Ağız, diş ve çene cerrahi uzmanları diş hekimliği fakültesinin ilgili bölümün anabilim dalından mezun olmuş kişilerdir. Bu alandaki uzmanlar sadece dişlerle değil, aynı zamanda yanak, dudak, dil ve tükürük bezleri gibi yumuşak doku hastalıklarının yanında çene eklemi ve çenedeki rahatsızlıkların tanısının konulması ve uygulanması gereken cerrahi müdahalelerin belirlenmesiyle de ilgilenmektedir.

Ağız, Diş ve Çene Cerrahisi;

  • Damağa gömülü ve komplike dişlerin çekimleri,
  • Ağız, çene ve yüz bölgesinin her türlü enfeksiyonların cerrahi tedavileri,
  • Çenelerde oluşan kistik ve tümör gibi oluşumların cerrahi tedavileri,
  • Ağız bölgesinin yumuşak doku hastalıklarının cerrahi tedavileri,
  • Diş kökenli kemik içi lezyonların tedavisi (Apikal Rezeksiyon),
  • Çene ve yüz bölgesinde oluşan kırıkların tedavileri,
  • Dental protez yapımı öncesi yumuşak ve sert dokuların cerrahi olarak düzeltilmesi,
  • Çene, yüz bölgesi ağrılarının tıbbi ve cerrahi tedavileri,
  • Çene eklemi hastalıklarının tıbbi ve cerrahi tedavileri,
  • Dudak ve damak yarıklarının tedavisi,
  • Tükürük bezi hastalıklarının tıbbi ve cerrahi tedavileri
  • Ağız, çene ve yüz bölgesinde estetik ve fonksiyonel bozukluklara neden olan deformitelerin cerrahi yöntemlerle düzeltilmesi (Ortognatik cerrahi),
  • Kanser tedavisi kapsamında uygulanan ilaç ve radyoterapiye bağlı çenelerde oluşan kemik nekrozlarının tedavileri,
  • İmplant uygulamaları

    NASIL UYGULANIR?

    Birçok tedavide olduğu gibi ağız, diş ve çene cerrahisi de hekimler tarafından dikkatli bir şekilde planlanır. Bu plan hastalık tedavisinin türüne göre çeşitlilik göstermektedir. Kişinin rahatsız olduğu bölgenin röntgeni çekilerek, alanında uzman doktorlar tarafından tanı koyulur. Tanının konulmasının ardından tedavi yöntemine karar verilmekte ve gerekirse cerrahi müdahale birden fazla doktor tarafından yapılmaktadır.

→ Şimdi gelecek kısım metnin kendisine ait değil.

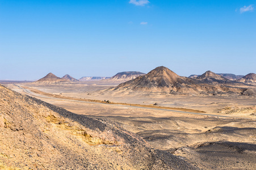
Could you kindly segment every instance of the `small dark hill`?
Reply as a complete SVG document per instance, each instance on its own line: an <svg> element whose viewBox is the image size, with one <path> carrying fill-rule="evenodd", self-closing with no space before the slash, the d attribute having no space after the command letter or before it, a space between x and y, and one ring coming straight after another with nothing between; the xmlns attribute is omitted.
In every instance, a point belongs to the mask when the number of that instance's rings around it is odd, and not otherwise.
<svg viewBox="0 0 256 170"><path fill-rule="evenodd" d="M239 82L247 84L256 84L256 74L250 73L237 80Z"/></svg>
<svg viewBox="0 0 256 170"><path fill-rule="evenodd" d="M74 78L70 76L68 74L66 74L65 75L62 76L62 79L65 79L69 80L70 82L77 82L77 81L78 81L78 79L75 79Z"/></svg>

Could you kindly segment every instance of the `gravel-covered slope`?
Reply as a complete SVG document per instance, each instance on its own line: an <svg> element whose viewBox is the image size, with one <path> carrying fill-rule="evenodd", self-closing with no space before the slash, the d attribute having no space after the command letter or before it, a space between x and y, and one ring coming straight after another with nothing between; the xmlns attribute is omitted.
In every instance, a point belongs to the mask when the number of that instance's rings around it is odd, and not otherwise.
<svg viewBox="0 0 256 170"><path fill-rule="evenodd" d="M0 169L194 169L114 122L0 85Z"/></svg>

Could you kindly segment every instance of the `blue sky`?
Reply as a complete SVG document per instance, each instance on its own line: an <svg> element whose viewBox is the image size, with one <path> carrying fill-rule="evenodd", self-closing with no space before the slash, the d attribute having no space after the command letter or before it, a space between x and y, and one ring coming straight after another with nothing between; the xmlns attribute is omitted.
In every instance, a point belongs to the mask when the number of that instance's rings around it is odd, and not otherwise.
<svg viewBox="0 0 256 170"><path fill-rule="evenodd" d="M0 79L255 64L256 1L0 0Z"/></svg>

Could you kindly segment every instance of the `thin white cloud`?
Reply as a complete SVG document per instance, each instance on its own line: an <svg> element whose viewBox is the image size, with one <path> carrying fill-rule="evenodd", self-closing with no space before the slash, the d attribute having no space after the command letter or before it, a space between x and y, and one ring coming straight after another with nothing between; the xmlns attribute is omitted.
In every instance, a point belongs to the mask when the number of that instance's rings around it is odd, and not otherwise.
<svg viewBox="0 0 256 170"><path fill-rule="evenodd" d="M148 0L130 0L129 3L134 4L136 6L144 6L149 3Z"/></svg>
<svg viewBox="0 0 256 170"><path fill-rule="evenodd" d="M148 22L141 22L140 24L141 25L146 25L146 24L148 24Z"/></svg>
<svg viewBox="0 0 256 170"><path fill-rule="evenodd" d="M243 13L247 11L251 11L254 10L254 5L250 5L248 6L244 6L240 8L240 13Z"/></svg>

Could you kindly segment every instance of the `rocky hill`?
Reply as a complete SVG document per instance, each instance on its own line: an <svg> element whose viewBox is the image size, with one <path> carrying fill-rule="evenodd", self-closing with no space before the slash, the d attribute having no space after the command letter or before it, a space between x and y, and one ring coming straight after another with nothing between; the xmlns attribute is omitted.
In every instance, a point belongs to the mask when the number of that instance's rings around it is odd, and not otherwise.
<svg viewBox="0 0 256 170"><path fill-rule="evenodd" d="M197 78L199 76L200 76L200 75L191 74L188 76L188 78L195 79L196 78Z"/></svg>
<svg viewBox="0 0 256 170"><path fill-rule="evenodd" d="M223 77L225 78L230 80L235 80L244 76L244 75L236 75L233 74L228 74L228 73L216 73L216 74L221 75ZM190 75L188 78L196 78L199 76L200 76L200 75L192 74Z"/></svg>
<svg viewBox="0 0 256 170"><path fill-rule="evenodd" d="M1 169L196 169L106 119L0 85Z"/></svg>
<svg viewBox="0 0 256 170"><path fill-rule="evenodd" d="M250 73L237 80L239 82L247 84L256 84L256 74Z"/></svg>
<svg viewBox="0 0 256 170"><path fill-rule="evenodd" d="M115 91L147 91L151 92L165 92L171 94L216 94L229 92L241 94L247 90L246 88L236 88L224 86L211 84L202 80L212 77L215 80L227 79L216 75L211 72L192 79L181 76L163 66L158 67L145 75L119 84L115 88L109 89ZM209 79L212 80L212 79Z"/></svg>
<svg viewBox="0 0 256 170"><path fill-rule="evenodd" d="M70 83L71 82L64 78L61 78L56 76L52 73L49 73L44 77L35 82L37 83L51 84L51 83Z"/></svg>
<svg viewBox="0 0 256 170"><path fill-rule="evenodd" d="M204 83L210 84L223 84L230 82L227 78L221 75L218 75L211 71L207 71L201 75L196 78L196 79L200 80Z"/></svg>
<svg viewBox="0 0 256 170"><path fill-rule="evenodd" d="M227 74L227 73L217 73L217 74L221 75L222 76L230 80L235 80L237 79L239 79L244 76L244 75L235 75L233 74Z"/></svg>
<svg viewBox="0 0 256 170"><path fill-rule="evenodd" d="M62 79L65 79L68 80L70 81L70 82L77 82L77 81L78 81L78 79L75 79L74 78L70 76L68 74L66 74L65 75L62 76Z"/></svg>

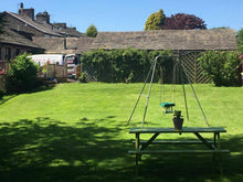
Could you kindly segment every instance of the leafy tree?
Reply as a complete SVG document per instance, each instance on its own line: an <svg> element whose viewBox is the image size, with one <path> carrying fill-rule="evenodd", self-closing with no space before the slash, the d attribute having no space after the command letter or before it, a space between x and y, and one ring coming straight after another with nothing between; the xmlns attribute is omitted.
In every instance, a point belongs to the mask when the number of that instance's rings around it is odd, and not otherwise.
<svg viewBox="0 0 243 182"><path fill-rule="evenodd" d="M237 32L237 51L243 53L243 29Z"/></svg>
<svg viewBox="0 0 243 182"><path fill-rule="evenodd" d="M87 28L87 31L86 31L86 35L89 36L89 38L95 38L97 35L98 31L96 29L96 26L94 24L89 25L89 28Z"/></svg>
<svg viewBox="0 0 243 182"><path fill-rule="evenodd" d="M8 92L22 93L34 88L38 84L39 66L24 53L10 61Z"/></svg>
<svg viewBox="0 0 243 182"><path fill-rule="evenodd" d="M235 51L208 51L198 58L204 74L216 86L239 86L241 84L240 53Z"/></svg>
<svg viewBox="0 0 243 182"><path fill-rule="evenodd" d="M145 23L145 30L160 30L163 24L166 15L160 9L158 12L150 14Z"/></svg>
<svg viewBox="0 0 243 182"><path fill-rule="evenodd" d="M193 14L177 13L166 18L165 23L160 26L162 30L193 30L207 29L204 21Z"/></svg>

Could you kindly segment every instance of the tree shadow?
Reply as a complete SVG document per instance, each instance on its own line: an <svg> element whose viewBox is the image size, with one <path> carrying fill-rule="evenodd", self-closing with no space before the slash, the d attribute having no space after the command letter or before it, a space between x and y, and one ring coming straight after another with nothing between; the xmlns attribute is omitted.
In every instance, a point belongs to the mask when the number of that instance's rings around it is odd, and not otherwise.
<svg viewBox="0 0 243 182"><path fill-rule="evenodd" d="M87 118L74 127L51 118L1 124L0 181L126 180L129 142L117 132Z"/></svg>
<svg viewBox="0 0 243 182"><path fill-rule="evenodd" d="M134 146L115 116L70 125L51 118L0 124L0 181L228 181L243 180L243 135L222 138L223 175L212 156L145 156L135 175ZM114 122L112 127L98 125ZM101 127L102 126L102 127ZM134 139L134 136L130 136Z"/></svg>

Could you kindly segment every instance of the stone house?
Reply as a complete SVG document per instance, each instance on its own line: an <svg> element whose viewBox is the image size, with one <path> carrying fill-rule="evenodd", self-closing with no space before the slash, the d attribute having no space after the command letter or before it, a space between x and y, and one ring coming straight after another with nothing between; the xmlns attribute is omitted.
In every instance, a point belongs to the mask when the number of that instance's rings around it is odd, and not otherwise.
<svg viewBox="0 0 243 182"><path fill-rule="evenodd" d="M50 23L50 14L45 11L34 18L34 9L24 9L23 3L19 13L4 11L4 33L0 34L0 61L9 61L18 54L44 53L44 49L32 41L39 38L80 38L85 36L66 23Z"/></svg>
<svg viewBox="0 0 243 182"><path fill-rule="evenodd" d="M8 54L11 52L12 55L17 55L22 52L82 54L95 49L172 50L181 55L180 58L188 69L192 83L207 82L207 77L201 74L202 69L197 62L200 52L236 50L236 32L231 29L98 32L96 38L88 38L74 28L67 28L66 23L51 23L47 12L40 12L34 18L34 9L23 9L23 4L18 14L8 11L4 11L3 14L8 22L8 32L11 32L13 40L21 36L25 39L28 46L10 42L10 38L2 38L6 41L0 39L1 52ZM3 47L3 45L8 46ZM10 51L10 49L15 51ZM1 57L9 58L3 54Z"/></svg>

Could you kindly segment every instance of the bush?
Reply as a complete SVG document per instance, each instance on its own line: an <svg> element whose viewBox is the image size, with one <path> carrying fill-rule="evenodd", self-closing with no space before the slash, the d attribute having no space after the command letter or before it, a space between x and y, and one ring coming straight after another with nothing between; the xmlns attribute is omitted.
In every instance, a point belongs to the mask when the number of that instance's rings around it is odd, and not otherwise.
<svg viewBox="0 0 243 182"><path fill-rule="evenodd" d="M39 66L24 53L10 62L7 89L10 93L22 93L38 85Z"/></svg>
<svg viewBox="0 0 243 182"><path fill-rule="evenodd" d="M198 61L216 86L240 86L240 55L234 51L208 51Z"/></svg>
<svg viewBox="0 0 243 182"><path fill-rule="evenodd" d="M81 62L83 71L95 76L98 82L105 83L135 83L144 82L151 63L158 55L169 55L170 51L141 51L135 49L126 50L93 50L82 54ZM171 60L170 60L171 61ZM170 64L166 64L166 73L172 73ZM170 65L171 67L168 67ZM159 66L157 66L155 82L160 78Z"/></svg>

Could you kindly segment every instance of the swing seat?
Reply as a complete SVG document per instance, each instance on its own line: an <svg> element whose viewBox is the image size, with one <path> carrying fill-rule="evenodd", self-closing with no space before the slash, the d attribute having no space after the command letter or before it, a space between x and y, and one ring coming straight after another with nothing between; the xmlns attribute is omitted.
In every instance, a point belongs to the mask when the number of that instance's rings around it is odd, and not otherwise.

    Ağız, diş ve çene cerrahisi işlemi anestezi yöntemiyle uygulanır. Birçok ağız içi cerrahi işlemleri sırasında lokal anestezi yeterli olmaktadır. Ancak, kapsamlı tedaviler için genel anestezi uygulaması gerekmektedir. Bunun kararını planlı bir muayenenin ardından doktor verebilir.

    Ağız, diş ve çene cerrahisi uygulamalarının hastalara sağladığı pek çok avantajlar bulunmaktadır. Yüz ya da çene bölgesinde kırılmalara bağlı olarak deformasyonlar meydana gelen kişilerin tedavileri yapılarak tekrar iyi bir çene ve yüz yapısına sahip olması sağlanmaktadır. Yumuşak dokularda bulunan hasarların giderilmesi kişilerin daha sağlıklı ve rahat bir hayat sürmesine olanak sağlamaktadır.

    Uzmanlar tarafından gerçekleştirilen ağız cerrahisi uygulamaları sayesinde var olan hastalıkların tedavisi yapılmakta ve ilerleyerek kötü sonuçlara sebep olması engellenmektedir. Dişlere yapılan estetik çalışmalar ve çeneye uygulanan çene estetiği sayesinde de insanların daha güzel bir görünüme kavuşmaları sağlanmaktadır.

    20 YAŞ DİŞLERİ

    20 yaş dişleri, ağız boşluğunun en arka kısmında alt ve üst çenede üçüncü büyük azı dişleri olarak en son oluşan dişlerdir. Genelde 20’li yaşlarda çıktığı için bu dişlere 20 yaş dişleri denir.

    20 Yaş Dişleri Neden Çekilmeli?

    20 yaş dişleri, genellikle tam olarak çıkamazlar ve bu da dişlerin bazen kısmen bazen de tamamen çene kemiğine gömülü şekilde kalmasına sebep olur. Bu durum diğer dişlerin formunun bozulmasına ve diş köklerinin olmaması gereken bir şekilde uzayarak diğer diş köklerini itmesine sebep olur. 20 yaş dişleri etrafındaki yumuşak dokunun veya kemiğin içinde gömülü kalarak yan dönmüş şekilde komşu dişe dayanabilir. Sürmeye çalışan bir 20 yaş dişi ideal diş dizisini veya ortodonti ile düzeltilmiş diş dizilerini bozabilir ve çarpıklığa sebep olabilir.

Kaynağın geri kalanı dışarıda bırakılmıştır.